Since we live in a global world and also ‘variety is the spice of life,’ there’s absolutely nothing wrong with Ghana importing other countries costumes or dresses into our country – though we shouldn’t do so at our expense.
For over a decade now, there’s been an influx of short-size, eye-provoking, cleavage-popping and revealingly transparent western dresses into Ghana and it is worn mostly by the youth. The above described dresses have been condemned strongly by our older folks but the brazen attitudes of the youth, especially the females, gives importers of such dresses the urge to continuously import more and more of such dresses into the country.
Notwithstanding their indecency with respect to the size and textures of such dresses, come the inscriptions in them. Samples of these sexually explicit inscriptions noted at the back or front or both of some female tertiary students in the capital city by GhanaCelebrities.Com reads:
I don’t like seks, I like licking; Don’t love girls, love their pu**y; Give it to me in my an*s, not my vag**a; Wet me h*t; S**k my n**ples; C**e into my m**th; M*sturb*ti*n is my hobby; I’m a seks animal; Cheating is my hobby but love me so, amongst others.
However, dresses or shirts made by Ghanaian tailors and fabric designers do not have such sexually connotative inscriptions – which are somehow crude and vulgar. Yet, the very Ghanaians do not patronize our own manufactured shirts or dresses, making our textile industries and fabric designers, suffer.
The germane questions we at GhanaCelebrities.Com ask are: Do you patronize such sexually connotative inscription dresses? How do you feel wearing them? In case you don’t patronize them, how do you regard those who wear them? Do you think Ghana should not import such dresses?
Some African religious school of thoughts posit that those sexually telling dresses are ‘immoral gambits’ well festooned from some demonic entities in the West and that their main objective is to use such dresses in the name of fashion, to gradually find their foot here in Africa and to morally corrupt Africans so that the latter will lie on the same immoral plain as the former.

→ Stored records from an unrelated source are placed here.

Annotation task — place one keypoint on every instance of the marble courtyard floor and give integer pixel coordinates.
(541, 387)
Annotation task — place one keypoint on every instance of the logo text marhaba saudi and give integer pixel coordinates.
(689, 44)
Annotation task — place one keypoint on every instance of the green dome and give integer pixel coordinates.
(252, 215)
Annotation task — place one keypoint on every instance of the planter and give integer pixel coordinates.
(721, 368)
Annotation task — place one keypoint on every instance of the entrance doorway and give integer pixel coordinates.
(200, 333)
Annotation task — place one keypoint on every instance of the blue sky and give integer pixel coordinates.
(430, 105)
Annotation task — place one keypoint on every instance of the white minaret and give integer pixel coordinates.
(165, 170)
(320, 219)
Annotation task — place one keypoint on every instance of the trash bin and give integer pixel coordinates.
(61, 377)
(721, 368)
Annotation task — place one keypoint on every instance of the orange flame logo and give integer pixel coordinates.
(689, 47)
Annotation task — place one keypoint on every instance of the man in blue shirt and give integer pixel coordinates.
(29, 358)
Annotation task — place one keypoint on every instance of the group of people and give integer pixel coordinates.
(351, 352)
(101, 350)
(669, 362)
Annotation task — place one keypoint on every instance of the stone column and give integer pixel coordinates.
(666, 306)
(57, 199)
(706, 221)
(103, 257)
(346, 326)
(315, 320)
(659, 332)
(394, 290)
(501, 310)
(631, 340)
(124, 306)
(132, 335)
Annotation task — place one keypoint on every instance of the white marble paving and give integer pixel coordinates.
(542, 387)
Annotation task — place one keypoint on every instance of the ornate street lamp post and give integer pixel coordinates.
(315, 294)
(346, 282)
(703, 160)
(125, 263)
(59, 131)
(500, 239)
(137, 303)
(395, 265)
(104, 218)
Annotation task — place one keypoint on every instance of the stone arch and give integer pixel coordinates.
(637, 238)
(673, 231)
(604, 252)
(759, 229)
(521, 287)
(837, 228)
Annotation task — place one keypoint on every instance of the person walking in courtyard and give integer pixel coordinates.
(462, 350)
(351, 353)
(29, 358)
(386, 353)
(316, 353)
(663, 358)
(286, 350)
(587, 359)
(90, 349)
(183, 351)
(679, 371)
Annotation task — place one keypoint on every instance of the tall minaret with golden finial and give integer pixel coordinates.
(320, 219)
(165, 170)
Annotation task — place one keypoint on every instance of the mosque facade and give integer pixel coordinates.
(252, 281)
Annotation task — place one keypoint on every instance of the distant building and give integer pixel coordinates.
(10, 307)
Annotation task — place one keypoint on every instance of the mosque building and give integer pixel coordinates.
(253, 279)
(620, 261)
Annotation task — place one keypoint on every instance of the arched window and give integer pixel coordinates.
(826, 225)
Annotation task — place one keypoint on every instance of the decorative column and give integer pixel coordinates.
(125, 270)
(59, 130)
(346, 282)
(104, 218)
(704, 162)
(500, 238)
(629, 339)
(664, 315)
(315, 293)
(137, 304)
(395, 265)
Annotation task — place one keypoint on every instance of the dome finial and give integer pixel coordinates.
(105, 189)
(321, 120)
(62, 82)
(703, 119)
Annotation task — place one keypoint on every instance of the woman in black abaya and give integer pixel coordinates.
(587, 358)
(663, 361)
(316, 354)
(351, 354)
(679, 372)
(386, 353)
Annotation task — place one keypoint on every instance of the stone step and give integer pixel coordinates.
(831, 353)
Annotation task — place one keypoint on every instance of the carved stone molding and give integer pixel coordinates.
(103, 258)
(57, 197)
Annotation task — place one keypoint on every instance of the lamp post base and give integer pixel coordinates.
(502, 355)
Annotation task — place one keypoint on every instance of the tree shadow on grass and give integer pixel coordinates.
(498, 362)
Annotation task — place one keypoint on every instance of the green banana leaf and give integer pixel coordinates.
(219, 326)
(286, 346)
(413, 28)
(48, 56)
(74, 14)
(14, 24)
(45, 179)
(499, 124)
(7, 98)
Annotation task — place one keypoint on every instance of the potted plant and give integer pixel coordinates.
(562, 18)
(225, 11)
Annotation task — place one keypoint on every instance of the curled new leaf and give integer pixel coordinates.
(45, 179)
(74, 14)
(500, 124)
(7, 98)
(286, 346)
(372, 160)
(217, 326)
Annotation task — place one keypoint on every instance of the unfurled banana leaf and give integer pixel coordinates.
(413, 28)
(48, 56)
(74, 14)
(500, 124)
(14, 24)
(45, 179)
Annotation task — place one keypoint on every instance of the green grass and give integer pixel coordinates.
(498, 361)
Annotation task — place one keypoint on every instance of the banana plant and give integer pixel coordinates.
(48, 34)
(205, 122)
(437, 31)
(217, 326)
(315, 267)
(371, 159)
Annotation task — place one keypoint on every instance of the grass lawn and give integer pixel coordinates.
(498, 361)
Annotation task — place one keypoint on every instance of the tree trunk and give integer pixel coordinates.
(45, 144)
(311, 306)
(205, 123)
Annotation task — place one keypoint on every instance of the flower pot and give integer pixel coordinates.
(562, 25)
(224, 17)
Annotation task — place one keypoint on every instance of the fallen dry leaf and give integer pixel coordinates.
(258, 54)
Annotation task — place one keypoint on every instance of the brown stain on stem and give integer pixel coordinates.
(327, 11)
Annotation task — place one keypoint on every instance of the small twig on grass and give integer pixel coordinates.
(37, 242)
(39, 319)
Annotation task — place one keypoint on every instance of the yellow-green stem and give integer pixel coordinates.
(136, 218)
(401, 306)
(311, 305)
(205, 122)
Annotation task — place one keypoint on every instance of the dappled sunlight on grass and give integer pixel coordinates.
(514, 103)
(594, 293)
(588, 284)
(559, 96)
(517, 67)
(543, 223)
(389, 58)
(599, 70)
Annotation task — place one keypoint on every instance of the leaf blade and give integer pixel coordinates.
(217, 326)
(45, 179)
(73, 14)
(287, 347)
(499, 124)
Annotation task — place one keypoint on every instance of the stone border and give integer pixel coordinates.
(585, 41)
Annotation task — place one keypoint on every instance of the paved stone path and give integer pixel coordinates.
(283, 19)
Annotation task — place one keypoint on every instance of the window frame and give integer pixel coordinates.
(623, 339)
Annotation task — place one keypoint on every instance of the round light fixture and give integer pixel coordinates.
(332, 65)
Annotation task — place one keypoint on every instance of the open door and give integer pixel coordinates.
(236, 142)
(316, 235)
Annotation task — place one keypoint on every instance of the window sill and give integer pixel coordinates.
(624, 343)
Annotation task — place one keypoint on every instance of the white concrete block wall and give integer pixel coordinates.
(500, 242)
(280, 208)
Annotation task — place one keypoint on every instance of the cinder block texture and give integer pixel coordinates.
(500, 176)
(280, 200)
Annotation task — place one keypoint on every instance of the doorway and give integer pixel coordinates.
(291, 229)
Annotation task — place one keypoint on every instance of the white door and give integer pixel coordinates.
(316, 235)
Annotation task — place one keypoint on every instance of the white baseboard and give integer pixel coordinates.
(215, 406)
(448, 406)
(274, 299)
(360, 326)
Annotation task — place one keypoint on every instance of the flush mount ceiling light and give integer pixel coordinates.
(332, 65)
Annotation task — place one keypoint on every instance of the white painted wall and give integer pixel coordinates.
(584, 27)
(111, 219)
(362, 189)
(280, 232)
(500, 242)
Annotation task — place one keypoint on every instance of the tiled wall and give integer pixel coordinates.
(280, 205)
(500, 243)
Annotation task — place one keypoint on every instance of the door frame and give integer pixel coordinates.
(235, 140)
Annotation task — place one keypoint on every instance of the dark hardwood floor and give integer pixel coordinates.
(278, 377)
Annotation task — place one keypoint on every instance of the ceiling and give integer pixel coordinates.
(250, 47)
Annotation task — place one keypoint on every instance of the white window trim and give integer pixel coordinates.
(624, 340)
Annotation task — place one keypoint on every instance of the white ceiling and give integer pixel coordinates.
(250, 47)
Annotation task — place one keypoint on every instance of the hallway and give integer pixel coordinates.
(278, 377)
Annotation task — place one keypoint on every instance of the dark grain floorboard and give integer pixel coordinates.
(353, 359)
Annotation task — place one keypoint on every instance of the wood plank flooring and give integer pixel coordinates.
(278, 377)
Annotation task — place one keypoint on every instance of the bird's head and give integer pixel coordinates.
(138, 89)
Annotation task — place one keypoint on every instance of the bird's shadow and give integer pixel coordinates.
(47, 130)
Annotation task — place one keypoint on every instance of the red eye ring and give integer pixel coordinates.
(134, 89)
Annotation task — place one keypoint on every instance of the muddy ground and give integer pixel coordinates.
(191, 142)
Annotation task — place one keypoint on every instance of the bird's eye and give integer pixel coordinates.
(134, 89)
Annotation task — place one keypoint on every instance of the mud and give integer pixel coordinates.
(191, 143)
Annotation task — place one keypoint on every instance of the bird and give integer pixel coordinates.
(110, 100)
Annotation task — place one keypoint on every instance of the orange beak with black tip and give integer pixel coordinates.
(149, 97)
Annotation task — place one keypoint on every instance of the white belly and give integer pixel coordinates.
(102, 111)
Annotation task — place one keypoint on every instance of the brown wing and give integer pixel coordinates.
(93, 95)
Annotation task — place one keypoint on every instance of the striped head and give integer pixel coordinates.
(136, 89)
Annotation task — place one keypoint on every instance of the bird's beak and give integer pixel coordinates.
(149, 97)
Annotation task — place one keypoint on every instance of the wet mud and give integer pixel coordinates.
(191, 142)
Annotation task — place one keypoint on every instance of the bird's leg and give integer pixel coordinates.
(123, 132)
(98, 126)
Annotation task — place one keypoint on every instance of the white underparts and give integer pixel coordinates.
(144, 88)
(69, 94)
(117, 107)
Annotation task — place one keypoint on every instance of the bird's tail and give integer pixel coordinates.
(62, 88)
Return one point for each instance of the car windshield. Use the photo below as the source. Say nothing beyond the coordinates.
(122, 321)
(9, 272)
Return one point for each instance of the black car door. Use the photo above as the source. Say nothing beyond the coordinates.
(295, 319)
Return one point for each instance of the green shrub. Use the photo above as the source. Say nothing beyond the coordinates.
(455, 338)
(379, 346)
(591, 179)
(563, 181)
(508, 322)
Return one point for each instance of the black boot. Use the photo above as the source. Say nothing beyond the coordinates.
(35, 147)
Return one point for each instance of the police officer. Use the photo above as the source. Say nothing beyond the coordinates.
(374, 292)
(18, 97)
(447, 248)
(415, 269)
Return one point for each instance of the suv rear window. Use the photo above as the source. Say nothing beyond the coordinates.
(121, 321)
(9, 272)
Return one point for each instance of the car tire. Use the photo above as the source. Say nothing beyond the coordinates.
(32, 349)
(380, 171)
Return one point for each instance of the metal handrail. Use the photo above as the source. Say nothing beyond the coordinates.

So to the religious or moral extremists, does the wearing of these dresses have any spiritual effects on the wearers? Could it be the causes of spiritual bondages like spiritual marriages (which mostly females suffer), lesbianism, mast*rbate*n, homose*uality, etc? If it can – how?
Well, at the end of the day, we are under no authority to tell anyone how or what to spend his/her money on or what someone should wear. Nonetheless, share a thought on the subject if you have any. Until then…..MOTWUM!!